We figured that tofu would be a safe bet at a place like this, so we gave it a shot. For $10 we had shitake mushroom and tofu, with chili lemongrass and soy dashi. There was too much onion flavour for my liking, and it was my least favourite dish of the evening; I wouldn’t order it again.
The 7K Beef striploin tataki, with Asian pear soy vinaigrette and horseradish ($16) was delicious! The meat was super tender, with a subtle sweetness and little random crunchy bits. The brightness of the creme fresh was an excellent touch. I would highly recommend.
For one of the large plates we chose the wild gulf prawns with zucchini, eggplants, satay panang lotus root, and black oil ($25). The 4 huge, smoky prawns, were served in a delicious sweet coconut milk based sauce with thinly sliced veggies, chewy mushrooms and crispy fried lotus root. This dish was full of texture and flavour, and it really was a foodie experience in itself.
The other large plate we chose was the char sui pork & foie gras steamed bun with fragrant herbs and nutty samjang ($29). I didn’t expect the pork to be pork belly. I usually stay away from pork belly because it’s just so much fat! I also expected the steamed bun to come already stuffed, but instead they came as little taco shells for you to stuff yourself. So, overall, this dish held a whole lot of surprises! Even though the lady who delivered it described what each of the items on the plate was, I really have no idea what some of them were… I think the centre bowl was the foie gras with an oil on top. The small housemade pickles were delicious. The red condiment was super tasty, with layers of flavour and a final wicked kick of heat. I piled everything in the steamed bun (not sure if I was supposed to?) and took a giant bite. There were so many flavours and many different textures. It was definitely a taste experience I’d never had before. There were 5 steamed buns so I asked for an extra one. Our server ‘pulled some strings’ for us and brought us one more. It’s hard to fight over 5 of anything when there are 2 of you.

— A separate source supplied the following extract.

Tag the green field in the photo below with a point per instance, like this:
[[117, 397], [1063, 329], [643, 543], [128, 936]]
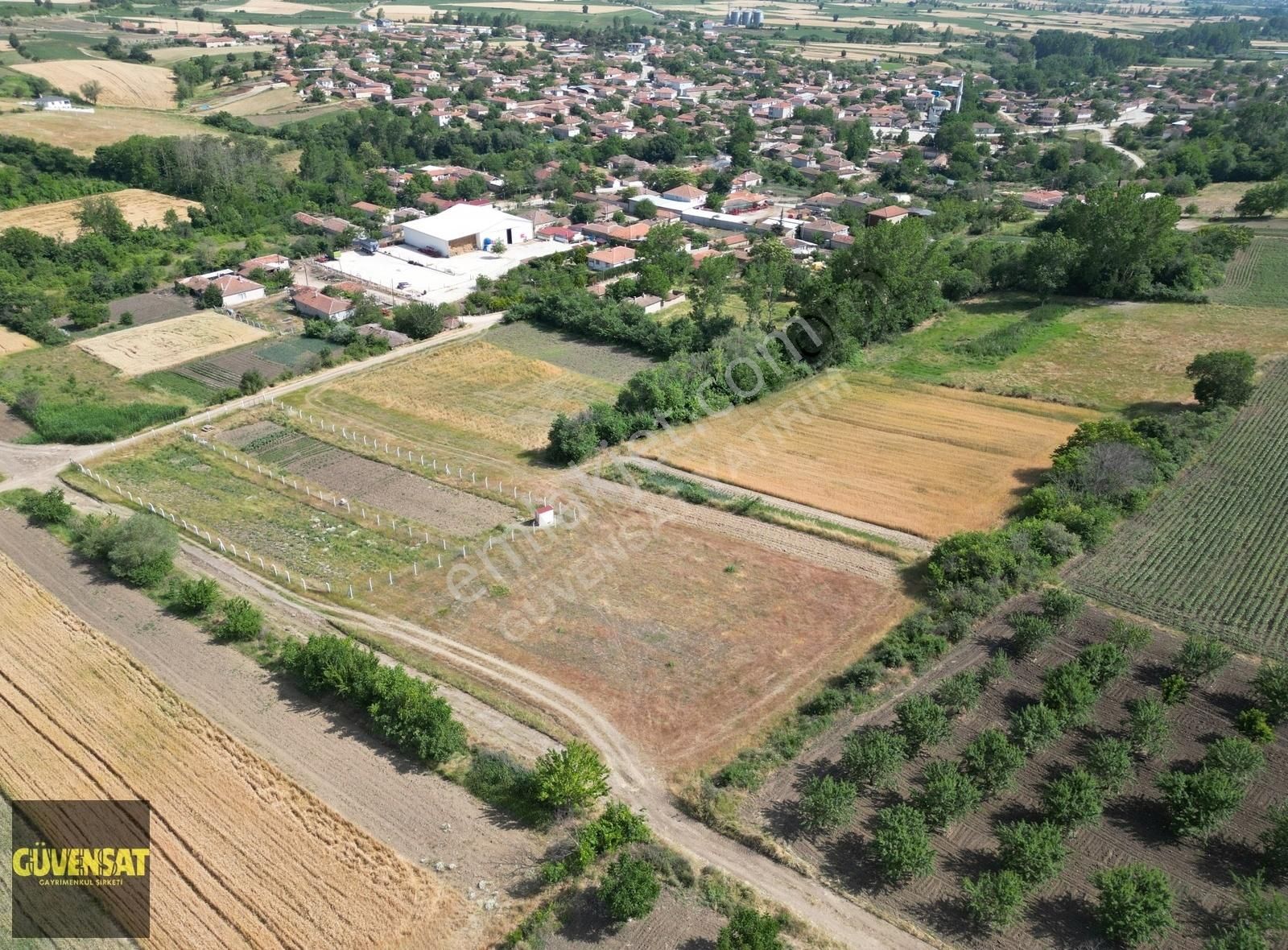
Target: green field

Chef and Owner Duncan Ly made his rounds throughout the evening, saying hi to his guests and making sure everything was OK. It was nice to see the man in action since I’d only ever read about him and seen his photo on the web.
We were pleasantly fed after our meal, but couldn’t resist dessert ($8 each). I went for the Vietnamese coffee parfait with espresso, dark chocolate, and condensed milk. Yum! If you love Italian tiramisu, this is very much like that, but more complex. The dark chocolate is obviously good quality because it stands out in the dessert. The creamy layers were super smooth and delicious. My only gripe is that the square dish, although looking pretty, makes it too hard to scrape every little bit of the dessert from the corners!
Theresa had the passion fruit pavlova with tapioca and coconut. The meringue on top was actually hard for her to break through – she was holding the glass and using her spoon like an axe, but afraid to fling it everywhere! Once the meringue was broken it was easy to eat and quite enjoyable. She said the tapioca pudding wasn’t too heavy, so it was nice after a big supper.
I’m looking forward to returning with Jay to try out more of the menu items. It will take quite a few trips to try everything on the menu, even with eating 5 or 6 at a time.